Yes, No, Yes and either...
I have one for the router, Rockler, haven't used it yet. I have the Freud Box Joint blade set, haven't used them yet except to try them out.
Router or Table saw... tearout would be the main issue, and a backer board required. Possibly burning in some woods with a router....I donno? 
A regular dado stack unless it's top notch would leave some tear out and "ears" in the corners. ...six of each, half a dozen of either. :blink: bill


----------



## jharris (Jan 8, 2011)

woodnthings said:


> Yes, No, Yes and either...
> I have one for the router, Rockler, haven't used it yet. I have the Freud Box Joint blade set, haven't used them yet except to try them out.
> Router or Table saw... tearout would be the main issue, and a backer board required. Possibly burning in some woods with a router....I donno?
> A regular dado stack unless it's top notch would leave some tear out and "ears" in the corners. ...six of each, half a dozen of either. :blink: bill


I just bought the Rockler router table box joint jig. They have (had) it on sale for $79 and it included 1/4, 3/8 and 1/2" jig cauls and they threw in all 3 sizes of their box joint clamping cauls for free.
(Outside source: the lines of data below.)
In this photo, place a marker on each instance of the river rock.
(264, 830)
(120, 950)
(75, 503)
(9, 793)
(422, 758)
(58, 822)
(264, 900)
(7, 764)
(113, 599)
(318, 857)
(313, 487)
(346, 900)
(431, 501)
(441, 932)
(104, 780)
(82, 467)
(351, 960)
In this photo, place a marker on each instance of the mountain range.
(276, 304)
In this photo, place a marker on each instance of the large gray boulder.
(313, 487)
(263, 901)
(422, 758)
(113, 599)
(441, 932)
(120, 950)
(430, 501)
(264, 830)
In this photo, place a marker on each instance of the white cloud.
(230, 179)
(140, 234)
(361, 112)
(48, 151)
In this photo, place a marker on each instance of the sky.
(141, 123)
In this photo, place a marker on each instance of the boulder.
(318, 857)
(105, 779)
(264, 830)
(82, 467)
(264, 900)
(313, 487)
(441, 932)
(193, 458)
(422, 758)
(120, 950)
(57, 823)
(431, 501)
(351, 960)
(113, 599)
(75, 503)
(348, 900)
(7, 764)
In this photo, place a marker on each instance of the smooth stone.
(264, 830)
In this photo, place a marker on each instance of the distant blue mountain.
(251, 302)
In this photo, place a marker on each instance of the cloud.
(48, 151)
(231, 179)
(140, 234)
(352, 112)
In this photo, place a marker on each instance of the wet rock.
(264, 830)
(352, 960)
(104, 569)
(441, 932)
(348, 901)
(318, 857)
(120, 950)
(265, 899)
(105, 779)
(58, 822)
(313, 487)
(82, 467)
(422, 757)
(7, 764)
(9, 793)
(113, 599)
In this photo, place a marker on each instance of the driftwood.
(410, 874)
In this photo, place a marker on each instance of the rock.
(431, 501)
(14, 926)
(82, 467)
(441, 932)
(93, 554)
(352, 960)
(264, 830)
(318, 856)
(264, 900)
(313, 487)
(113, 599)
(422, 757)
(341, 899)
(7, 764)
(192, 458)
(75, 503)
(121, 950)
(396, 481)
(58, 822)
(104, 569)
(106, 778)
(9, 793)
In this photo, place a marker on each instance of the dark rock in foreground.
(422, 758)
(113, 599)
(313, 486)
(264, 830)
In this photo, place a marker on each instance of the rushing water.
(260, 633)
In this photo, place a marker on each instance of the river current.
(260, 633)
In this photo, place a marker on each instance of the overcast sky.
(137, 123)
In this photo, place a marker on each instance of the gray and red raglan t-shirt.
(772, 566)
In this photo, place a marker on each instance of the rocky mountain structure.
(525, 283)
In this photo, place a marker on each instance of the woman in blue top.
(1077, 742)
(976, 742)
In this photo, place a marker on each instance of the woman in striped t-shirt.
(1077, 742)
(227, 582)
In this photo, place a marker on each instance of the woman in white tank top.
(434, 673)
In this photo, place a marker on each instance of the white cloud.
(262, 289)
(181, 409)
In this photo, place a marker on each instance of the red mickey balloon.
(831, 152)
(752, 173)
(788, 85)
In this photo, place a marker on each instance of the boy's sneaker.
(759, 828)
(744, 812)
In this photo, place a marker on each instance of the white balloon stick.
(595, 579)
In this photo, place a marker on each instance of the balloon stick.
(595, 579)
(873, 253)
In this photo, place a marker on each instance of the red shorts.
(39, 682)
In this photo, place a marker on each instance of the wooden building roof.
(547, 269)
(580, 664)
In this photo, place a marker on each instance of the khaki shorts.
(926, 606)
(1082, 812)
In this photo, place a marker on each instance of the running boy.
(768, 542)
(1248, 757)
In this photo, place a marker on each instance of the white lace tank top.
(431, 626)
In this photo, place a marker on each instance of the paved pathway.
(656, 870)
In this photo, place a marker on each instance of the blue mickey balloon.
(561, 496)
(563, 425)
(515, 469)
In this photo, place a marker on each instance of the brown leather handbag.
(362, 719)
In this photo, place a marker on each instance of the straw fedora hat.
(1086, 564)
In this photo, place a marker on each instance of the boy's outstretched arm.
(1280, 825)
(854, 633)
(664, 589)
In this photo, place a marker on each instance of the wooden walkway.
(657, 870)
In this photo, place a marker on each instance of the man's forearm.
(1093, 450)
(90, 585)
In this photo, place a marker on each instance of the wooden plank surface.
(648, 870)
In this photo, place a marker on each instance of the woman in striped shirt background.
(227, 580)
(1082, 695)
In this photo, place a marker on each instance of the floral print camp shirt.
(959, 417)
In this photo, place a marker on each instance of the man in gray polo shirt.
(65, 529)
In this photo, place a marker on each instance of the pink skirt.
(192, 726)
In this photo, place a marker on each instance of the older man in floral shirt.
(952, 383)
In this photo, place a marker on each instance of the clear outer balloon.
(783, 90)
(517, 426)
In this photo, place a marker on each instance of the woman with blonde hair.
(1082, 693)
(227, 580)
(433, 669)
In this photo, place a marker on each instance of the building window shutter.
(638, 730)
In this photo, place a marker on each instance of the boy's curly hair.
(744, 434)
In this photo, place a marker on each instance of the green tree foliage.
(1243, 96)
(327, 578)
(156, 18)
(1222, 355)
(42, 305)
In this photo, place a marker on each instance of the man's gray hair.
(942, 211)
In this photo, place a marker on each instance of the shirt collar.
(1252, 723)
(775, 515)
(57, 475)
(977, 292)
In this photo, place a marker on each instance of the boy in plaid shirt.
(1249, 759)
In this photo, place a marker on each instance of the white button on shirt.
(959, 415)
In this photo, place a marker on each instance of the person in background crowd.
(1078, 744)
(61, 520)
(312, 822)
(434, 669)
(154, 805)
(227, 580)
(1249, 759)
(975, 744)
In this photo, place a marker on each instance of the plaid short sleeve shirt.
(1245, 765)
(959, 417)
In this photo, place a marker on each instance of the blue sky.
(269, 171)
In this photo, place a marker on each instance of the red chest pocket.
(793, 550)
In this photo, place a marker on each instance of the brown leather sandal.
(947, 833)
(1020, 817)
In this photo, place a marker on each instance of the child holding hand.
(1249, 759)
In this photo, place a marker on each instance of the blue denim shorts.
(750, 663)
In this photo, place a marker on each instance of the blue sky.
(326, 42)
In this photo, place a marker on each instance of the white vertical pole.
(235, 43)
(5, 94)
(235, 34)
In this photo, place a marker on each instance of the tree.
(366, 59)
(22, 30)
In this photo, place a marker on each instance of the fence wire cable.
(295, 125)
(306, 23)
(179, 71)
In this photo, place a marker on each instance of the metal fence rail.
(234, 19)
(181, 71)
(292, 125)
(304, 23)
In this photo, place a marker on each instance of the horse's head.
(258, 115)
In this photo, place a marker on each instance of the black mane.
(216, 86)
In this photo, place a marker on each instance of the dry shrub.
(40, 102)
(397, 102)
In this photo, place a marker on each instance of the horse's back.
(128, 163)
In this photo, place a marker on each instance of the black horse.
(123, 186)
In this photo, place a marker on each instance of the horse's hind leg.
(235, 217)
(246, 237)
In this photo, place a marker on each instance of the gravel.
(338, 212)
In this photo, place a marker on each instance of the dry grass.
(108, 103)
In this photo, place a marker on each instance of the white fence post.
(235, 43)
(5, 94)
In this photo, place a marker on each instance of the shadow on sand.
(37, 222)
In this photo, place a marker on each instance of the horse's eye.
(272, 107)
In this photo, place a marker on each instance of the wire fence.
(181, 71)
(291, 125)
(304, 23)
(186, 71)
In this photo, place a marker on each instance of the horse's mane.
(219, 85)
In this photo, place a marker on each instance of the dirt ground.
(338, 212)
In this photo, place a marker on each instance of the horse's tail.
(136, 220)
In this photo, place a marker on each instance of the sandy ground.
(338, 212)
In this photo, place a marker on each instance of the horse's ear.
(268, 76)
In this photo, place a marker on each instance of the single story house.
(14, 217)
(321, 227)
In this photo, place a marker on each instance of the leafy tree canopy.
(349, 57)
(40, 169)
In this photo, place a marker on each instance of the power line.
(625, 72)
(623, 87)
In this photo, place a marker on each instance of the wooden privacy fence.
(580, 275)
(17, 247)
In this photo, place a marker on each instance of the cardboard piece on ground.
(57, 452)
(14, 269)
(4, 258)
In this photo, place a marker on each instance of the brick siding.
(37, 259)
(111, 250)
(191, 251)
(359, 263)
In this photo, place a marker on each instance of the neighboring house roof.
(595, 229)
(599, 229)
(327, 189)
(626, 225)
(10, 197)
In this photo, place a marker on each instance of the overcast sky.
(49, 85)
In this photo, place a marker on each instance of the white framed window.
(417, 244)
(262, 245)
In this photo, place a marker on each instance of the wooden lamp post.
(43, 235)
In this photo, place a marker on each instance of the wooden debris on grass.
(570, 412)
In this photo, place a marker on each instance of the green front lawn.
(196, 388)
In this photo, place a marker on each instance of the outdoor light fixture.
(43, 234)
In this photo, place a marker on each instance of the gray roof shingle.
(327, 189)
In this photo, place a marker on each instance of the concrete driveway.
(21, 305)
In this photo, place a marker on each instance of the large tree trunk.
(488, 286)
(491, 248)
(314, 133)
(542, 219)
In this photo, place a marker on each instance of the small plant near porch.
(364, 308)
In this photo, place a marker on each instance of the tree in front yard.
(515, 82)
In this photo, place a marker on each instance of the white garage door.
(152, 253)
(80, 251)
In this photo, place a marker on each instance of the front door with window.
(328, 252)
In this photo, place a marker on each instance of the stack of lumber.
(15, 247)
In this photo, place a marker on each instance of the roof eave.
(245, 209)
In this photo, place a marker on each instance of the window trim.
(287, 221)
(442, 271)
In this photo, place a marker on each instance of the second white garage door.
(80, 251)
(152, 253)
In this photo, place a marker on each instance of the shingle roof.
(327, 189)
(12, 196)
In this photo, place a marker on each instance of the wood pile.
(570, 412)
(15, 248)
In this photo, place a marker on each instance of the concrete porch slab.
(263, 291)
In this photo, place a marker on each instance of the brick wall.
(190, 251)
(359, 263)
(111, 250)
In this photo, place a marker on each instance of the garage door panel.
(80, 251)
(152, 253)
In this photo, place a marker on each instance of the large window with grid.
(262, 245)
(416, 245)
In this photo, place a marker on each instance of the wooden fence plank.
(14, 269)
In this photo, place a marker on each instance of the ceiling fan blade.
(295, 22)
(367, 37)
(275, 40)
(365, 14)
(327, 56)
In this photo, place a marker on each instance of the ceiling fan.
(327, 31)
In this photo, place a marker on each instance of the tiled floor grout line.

I built some drawers with it yesterday and it works very well.

I figured this set up would be less time consuming and expensive than buying a good set of good box joint TS blades and building a TS jig to use them with.

I used poplar for the drawer boxes so I don't know about burning in harder woods. I hadn't thought about that. Thanks for the heads up.


----------